Exhibit 4.1
EXECUTION VERSION
THIS WARRANT AND THE SHARES ISSUABLE HEREUNDER HAVE NOT BEEN REGISTERED UNDER THE SECURITIES ACT OF 1933, AS AMENDED (THE “ACT”), OR ANY APPLICABLE STATE SECURITIES LAWS, AND, EXCEPT AND PURSUANT TO THE PROVISIONS OF ARTICLE 15 BELOW, MAY NOT BE OFFERED, SOLD OR OTHERWISE TRANSFERRED WITHOUT AN EFFECTIVE REGISTRATION THEREOF UNDER THE ACT AND ANY APPLICABLE STATE SECURITIES LAWS, OR PURSUANT TO RULE 144 OR AN EXEMPTION FROM THE REGISTRATION REQUIREMENTS OF THE ACT AND ANY APPLICABLE STATE SECURITIES LAWS.
QUANTUM CORPORATION
WARRANT TO PURCHASE COMMON STOCK
Warrant No.: 1
Number of Shares of Common Stock: 4,309,464
Date of Issuance: December 27, 2018 (“Issuance Date”)
CUSIP No.
Quantum Corporation, a company incorporated under the laws of state of Delaware (the “Company”), hereby certifies that, for good and valuable consideration, the receipt and sufficiency of which are hereby acknowledged, OC II FIE V LP, a Delaware limited partnership (“OC II”), the registered holder hereof or its permitted assigns (the “Holder”), is entitled, subject to the terms set forth below, to purchase from the Company, at the Exercise Price (as defined below) then in effect, at any time or times on or after the Issuance Date, but not after the Expiration Time (as defined below), 4,309,464 fully paid non-assessable shares of Common Stock (as defined below), subject to adjustment as provided herein, including issuance of Additional Warrant Shares (the “Warrant Shares”).
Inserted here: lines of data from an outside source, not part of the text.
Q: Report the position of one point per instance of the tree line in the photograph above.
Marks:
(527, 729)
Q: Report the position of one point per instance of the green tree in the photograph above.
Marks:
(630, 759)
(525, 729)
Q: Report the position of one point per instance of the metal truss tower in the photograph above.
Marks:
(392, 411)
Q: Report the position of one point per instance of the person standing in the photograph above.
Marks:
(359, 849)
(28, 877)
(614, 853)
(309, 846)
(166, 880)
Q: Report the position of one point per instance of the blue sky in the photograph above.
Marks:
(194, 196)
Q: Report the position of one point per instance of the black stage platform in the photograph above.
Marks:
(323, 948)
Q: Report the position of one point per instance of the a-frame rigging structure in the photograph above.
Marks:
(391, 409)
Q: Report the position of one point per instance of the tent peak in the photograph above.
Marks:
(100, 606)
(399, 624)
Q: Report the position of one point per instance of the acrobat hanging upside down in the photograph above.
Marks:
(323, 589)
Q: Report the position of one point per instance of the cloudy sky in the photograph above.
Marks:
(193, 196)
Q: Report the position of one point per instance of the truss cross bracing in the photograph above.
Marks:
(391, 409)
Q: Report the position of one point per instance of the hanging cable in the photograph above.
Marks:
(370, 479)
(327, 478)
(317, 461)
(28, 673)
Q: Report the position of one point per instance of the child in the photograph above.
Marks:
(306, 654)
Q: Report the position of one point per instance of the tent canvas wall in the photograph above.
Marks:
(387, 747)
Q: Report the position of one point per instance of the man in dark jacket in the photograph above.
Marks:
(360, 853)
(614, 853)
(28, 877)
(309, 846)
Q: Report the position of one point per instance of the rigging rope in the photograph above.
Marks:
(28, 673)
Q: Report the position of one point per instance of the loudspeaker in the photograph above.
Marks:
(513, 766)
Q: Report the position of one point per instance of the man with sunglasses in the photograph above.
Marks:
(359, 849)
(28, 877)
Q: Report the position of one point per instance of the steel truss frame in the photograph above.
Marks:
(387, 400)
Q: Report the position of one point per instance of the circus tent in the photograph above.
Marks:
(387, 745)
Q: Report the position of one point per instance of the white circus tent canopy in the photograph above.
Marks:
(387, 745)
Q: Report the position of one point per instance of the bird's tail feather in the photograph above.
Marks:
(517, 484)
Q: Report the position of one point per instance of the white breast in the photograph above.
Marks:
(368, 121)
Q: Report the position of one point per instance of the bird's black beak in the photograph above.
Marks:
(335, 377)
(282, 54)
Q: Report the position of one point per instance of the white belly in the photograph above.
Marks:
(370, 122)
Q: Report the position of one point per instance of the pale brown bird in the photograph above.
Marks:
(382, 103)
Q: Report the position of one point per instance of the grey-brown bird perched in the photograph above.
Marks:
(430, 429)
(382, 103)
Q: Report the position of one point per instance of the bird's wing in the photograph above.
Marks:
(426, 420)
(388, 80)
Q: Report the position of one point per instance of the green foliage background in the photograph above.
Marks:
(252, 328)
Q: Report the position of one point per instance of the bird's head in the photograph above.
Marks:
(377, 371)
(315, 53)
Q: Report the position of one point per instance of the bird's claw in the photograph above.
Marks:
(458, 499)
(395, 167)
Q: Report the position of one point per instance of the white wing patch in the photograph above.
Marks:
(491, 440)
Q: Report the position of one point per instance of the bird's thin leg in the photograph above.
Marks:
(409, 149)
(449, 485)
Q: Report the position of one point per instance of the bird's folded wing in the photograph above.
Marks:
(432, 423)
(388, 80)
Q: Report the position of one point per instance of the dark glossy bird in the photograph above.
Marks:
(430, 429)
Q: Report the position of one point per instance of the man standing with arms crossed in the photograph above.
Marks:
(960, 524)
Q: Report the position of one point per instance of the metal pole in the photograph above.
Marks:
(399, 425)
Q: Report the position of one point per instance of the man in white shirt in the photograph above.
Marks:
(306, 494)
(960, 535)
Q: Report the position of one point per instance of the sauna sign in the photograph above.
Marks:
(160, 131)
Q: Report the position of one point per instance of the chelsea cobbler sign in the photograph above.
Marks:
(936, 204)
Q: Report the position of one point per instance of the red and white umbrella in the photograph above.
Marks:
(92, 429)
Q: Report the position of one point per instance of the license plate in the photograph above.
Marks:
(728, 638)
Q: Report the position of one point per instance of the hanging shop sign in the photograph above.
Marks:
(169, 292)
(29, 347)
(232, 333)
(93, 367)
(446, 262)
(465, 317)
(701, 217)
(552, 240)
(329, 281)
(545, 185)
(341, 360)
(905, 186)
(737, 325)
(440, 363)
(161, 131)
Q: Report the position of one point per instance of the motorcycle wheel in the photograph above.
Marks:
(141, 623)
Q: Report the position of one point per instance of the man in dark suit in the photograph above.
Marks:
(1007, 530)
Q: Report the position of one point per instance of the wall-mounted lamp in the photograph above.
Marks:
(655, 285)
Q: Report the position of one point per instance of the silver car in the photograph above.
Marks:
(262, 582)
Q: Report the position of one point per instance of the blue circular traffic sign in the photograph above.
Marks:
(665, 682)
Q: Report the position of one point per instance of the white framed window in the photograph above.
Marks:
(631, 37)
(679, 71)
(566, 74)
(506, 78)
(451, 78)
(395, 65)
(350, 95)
Except as otherwise defined herein, capitalized terms in this Warrant to Purchase Common Stock (including any Warrants to Purchase Common Stock issued in exchange, transfer or replacement hereof, this “Warrant”), shall have the meanings set forth inSection 17. This Warrant is one of the Warrants to purchase Warrant Shares (as amended, restated, or otherwise modified from time to time, the “Warrants”) issued in connection with that certain Term Loan Credit and Security Agreement dated as of December 27, 2018 (as amended, restated or otherwise modified from time to time, the “Credit Agreement”) between Company, as Borrower, the lenders party thereto from time to time, and U.S. Bank National Association, as Agent, and in connection with that certain Registration Rights Agreement (as may be amended, restated, supplemented or otherwise modified from time to time in accordance with the terms thereof, the “Registration Rights Agreement”) by and among the Company, OC II and BTC Holdings Fund I, LLC, dated as of December 27, 2018.